In geheimer Mission
[ 6]Trotz aller Vorsicht ging das leise Knarren in ein verräterisches Quietschen über. Der erfahrene Bennet hielt unvermittelt inne.
[ 6]»Was ist?« hinterfragte sein erst kürzlich angeworbener Assistent in offensichtlicher Verkennung der gefahrvollen Situation.
[ 6]»Psst!« wurde er energisch zurechtgewiesen, bevor sie sich nacheinander durch den engen Spalt zwängten.
[ 6]Nur wenig Licht drang vom Flur auf die ersten Stufen. Das Ende der Treppe verlor sich in geisterhaftem Dunkel. »Können wir kein Licht machen?« erkundigte sich Bennets Kollege beinahe ängstlich.

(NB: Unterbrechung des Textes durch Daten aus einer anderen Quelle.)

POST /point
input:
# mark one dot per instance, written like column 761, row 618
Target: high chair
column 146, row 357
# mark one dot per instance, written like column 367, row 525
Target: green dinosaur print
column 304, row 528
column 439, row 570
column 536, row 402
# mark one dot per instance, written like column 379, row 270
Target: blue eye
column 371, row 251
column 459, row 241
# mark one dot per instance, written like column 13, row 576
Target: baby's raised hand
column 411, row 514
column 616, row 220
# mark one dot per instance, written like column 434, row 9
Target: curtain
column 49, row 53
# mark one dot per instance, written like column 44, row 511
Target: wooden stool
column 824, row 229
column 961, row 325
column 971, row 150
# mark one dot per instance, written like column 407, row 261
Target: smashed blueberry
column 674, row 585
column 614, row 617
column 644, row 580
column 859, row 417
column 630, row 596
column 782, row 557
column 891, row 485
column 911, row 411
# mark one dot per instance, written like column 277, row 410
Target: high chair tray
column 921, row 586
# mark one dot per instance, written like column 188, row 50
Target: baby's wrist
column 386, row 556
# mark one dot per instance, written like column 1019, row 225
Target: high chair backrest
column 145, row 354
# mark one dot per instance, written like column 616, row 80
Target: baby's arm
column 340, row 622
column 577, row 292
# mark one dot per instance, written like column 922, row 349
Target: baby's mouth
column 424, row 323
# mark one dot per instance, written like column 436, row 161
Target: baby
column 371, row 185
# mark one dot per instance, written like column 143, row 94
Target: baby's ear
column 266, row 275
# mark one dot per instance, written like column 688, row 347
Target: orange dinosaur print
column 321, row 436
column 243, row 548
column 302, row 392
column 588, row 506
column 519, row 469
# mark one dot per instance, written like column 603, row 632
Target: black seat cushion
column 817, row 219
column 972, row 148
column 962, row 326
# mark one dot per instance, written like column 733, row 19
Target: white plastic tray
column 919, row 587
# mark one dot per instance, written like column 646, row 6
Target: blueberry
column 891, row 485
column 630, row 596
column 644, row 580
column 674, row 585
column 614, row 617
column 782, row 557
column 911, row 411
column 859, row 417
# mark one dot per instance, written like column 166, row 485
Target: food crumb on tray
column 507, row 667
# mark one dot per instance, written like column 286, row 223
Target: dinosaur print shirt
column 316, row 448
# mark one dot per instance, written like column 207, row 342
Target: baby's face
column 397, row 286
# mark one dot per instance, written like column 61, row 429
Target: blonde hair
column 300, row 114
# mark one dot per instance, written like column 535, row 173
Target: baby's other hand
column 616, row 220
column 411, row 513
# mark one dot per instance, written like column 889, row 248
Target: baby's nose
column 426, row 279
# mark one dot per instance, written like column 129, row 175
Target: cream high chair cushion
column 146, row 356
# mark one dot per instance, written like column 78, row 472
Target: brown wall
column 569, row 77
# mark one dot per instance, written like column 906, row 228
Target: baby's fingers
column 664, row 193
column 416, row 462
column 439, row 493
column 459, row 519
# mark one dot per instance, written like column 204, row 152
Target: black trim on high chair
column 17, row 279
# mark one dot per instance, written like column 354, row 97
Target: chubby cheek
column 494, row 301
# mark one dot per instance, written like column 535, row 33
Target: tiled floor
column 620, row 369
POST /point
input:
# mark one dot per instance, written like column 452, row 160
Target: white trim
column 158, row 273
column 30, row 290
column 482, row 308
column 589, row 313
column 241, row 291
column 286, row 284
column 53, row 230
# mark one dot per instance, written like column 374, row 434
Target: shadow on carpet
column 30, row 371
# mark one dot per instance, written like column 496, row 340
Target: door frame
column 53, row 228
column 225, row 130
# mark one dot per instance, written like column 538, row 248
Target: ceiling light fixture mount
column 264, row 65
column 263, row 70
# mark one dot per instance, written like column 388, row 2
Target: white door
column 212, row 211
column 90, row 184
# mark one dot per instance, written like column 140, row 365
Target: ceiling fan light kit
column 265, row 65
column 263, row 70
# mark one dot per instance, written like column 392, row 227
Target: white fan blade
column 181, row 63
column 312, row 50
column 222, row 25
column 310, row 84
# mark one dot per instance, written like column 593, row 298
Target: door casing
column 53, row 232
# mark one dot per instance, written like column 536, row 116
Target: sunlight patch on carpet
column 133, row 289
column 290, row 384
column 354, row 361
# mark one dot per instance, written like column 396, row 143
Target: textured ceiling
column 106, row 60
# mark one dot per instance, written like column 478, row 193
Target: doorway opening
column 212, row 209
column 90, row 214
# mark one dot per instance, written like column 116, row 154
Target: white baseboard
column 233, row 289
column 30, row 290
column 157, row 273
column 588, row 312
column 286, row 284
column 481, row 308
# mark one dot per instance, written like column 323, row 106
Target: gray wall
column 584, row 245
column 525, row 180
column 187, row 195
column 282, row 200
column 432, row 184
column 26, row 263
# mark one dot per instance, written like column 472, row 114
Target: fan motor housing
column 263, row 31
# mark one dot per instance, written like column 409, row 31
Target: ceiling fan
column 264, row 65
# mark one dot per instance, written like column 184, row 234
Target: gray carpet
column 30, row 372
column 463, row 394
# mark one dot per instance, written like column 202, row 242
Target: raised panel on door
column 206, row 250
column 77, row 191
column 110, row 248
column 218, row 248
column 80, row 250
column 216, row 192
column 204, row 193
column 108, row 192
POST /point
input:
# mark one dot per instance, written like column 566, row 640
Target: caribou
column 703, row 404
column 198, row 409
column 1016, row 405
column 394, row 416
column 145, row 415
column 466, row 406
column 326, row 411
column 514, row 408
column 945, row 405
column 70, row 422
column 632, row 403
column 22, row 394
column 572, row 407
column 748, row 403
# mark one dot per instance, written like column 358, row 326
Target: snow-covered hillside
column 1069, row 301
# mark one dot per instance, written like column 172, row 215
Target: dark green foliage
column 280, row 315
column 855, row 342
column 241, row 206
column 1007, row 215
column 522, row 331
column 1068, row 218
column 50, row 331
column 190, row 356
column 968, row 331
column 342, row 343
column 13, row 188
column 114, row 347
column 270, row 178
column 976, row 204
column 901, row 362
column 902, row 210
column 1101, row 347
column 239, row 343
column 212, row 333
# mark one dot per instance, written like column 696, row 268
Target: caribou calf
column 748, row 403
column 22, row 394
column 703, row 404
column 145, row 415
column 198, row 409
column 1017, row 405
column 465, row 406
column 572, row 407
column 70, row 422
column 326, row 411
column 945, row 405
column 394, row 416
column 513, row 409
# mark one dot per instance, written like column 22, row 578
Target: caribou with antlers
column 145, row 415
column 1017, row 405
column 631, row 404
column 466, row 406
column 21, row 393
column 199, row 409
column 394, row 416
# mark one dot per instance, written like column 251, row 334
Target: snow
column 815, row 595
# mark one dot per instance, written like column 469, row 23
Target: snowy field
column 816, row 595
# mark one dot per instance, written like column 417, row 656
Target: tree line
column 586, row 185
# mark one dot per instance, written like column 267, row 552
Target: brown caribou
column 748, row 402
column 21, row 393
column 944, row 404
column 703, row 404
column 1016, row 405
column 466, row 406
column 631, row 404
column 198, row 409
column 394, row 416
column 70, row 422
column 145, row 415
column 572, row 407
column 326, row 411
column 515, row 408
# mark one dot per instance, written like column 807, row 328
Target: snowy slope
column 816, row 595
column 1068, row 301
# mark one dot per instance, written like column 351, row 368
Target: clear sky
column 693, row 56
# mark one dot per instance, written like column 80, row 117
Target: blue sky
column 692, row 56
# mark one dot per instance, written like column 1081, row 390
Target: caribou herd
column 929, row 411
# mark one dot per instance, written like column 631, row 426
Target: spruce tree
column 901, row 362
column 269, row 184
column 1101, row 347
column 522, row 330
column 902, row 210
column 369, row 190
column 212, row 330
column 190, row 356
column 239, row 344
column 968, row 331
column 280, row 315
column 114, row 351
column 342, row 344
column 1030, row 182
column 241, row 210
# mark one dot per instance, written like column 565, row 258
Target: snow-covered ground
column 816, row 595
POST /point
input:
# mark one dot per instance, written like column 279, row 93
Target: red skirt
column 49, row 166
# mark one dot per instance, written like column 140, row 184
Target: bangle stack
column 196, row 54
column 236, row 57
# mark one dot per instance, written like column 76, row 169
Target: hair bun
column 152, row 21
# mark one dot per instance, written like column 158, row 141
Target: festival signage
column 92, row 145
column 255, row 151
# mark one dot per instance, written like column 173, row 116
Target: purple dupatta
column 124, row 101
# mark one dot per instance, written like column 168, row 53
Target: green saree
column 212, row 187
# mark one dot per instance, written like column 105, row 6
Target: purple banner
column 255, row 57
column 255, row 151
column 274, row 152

[ 6]»Hier. Wir nehmen die hier«, widersprach Bennet und drückte ihm eine Taschenlampe in die Hand.
[ 6]Zwei schwache Lichtkegel huschten nun aufgeregt von Stufe zu Stufe und dann wieder durch das tiefer gelegene Kellergewölbe. Deckenhohe und prall gefüllte Regale, Schränke, riesige Kartonstapel, unbekannte Gerätschaften und geheimnisvolle Gegenstände, alles sicher von einer dicken Staubschicht überzogen, wurden kurzzeitig sichtbar, bevor die Finsternis sie wieder verschluckte. Ein modriger Geruch stieg aus der Tiefe empor.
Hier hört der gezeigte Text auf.